Чрево Парижа. Радость жизни - Эмиль Золя
– Подайте-ка мне кровь! – крикнул Кеню, который не следил за рассказом.
Огюст принес оба жбана и стал медленно, тонкими алыми струйками сливать в кастрюлю кровь, тогда как Кеню сильными движениями размешивал быстро сгущавшееся варево. Когда жбаны были опорожнены, хозяин, выдвигая один за другим ящички над плитой, стал брать оттуда щепотками пряности. Больше всего он положил перцу.
– Они оставили там покойника, не правда ли? – спросила Лиза. – А потом благополучно вернулись обратно?
– На обратном пути, – отвечал рассказчик, – ветер переменился и отнес их в открытое море. Волной у них унесло одно весло, и при каждом порыве ветра вода так яростно заливала лодку, что гребцам то и дело приходилось вычерпывать ее руками.
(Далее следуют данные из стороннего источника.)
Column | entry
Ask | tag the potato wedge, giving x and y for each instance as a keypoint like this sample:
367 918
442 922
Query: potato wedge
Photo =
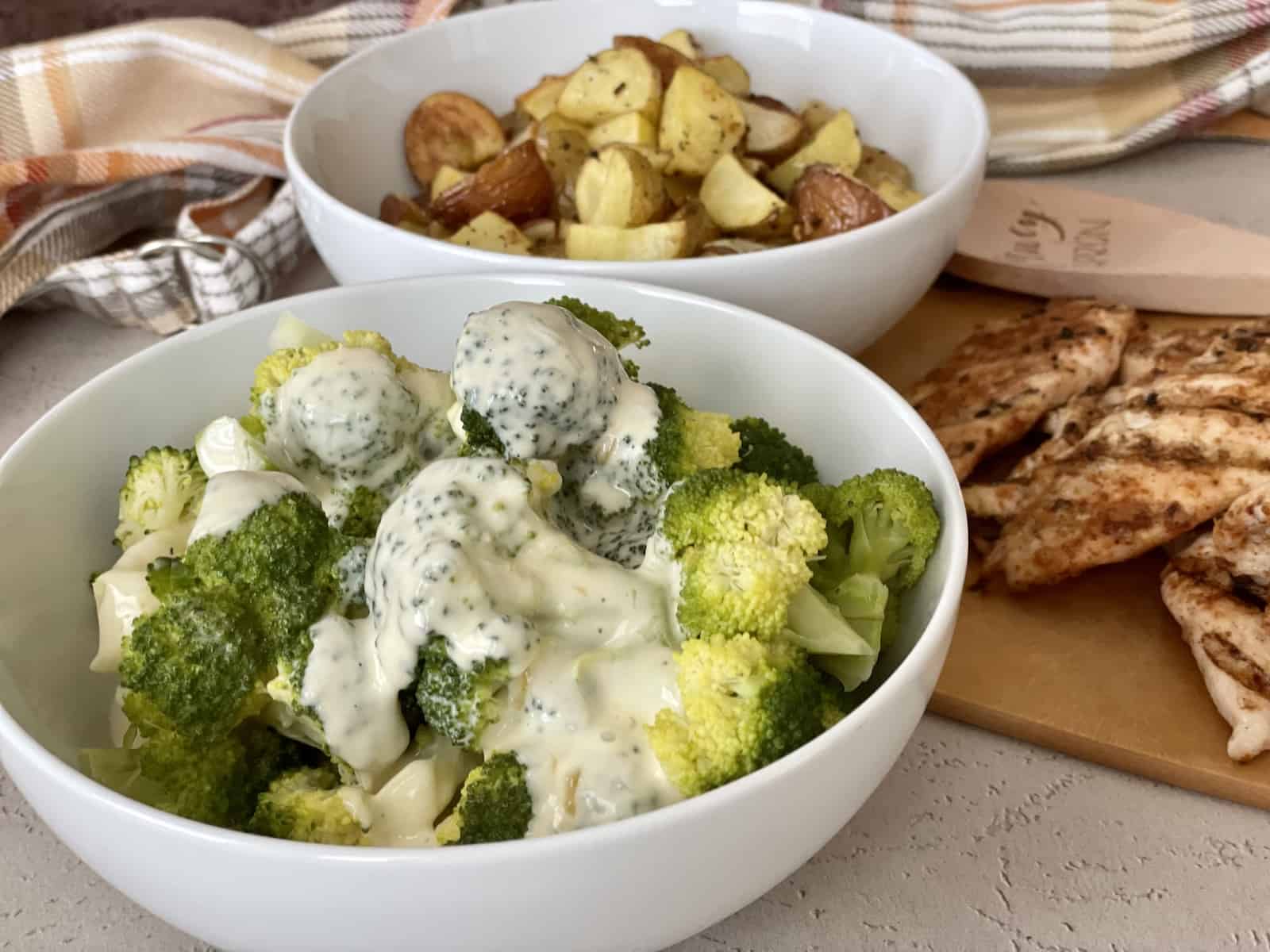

Они боролись таким образом с волнами у самой суши: шквал относил их прочь от берега, а прилив снова прибивал обратно. Беглецы доели свои съестные припасы, и у них не осталось ни корочки хлеба. Это длилось три дня.
– Три дня! – воскликнула ошеломленная колбасница. – Три дня без еды?
– Да, они не ели три дня. Когда восточным ветром их прибило наконец к материку, один из гребцов до того ослабел, что пролежал на песке целое утро. Тщетно товарищ пробовал заставить его жевать листья. Вечером он скончался.
Тут Огюстина хихикнула; потом, устыдившись своего смеха и не желая прослыть бессердечной, она пробормотала:
– Нет-нет, я не над тем! Меня рассмешил Мутон… Взгляните, сударыня, на Мутона!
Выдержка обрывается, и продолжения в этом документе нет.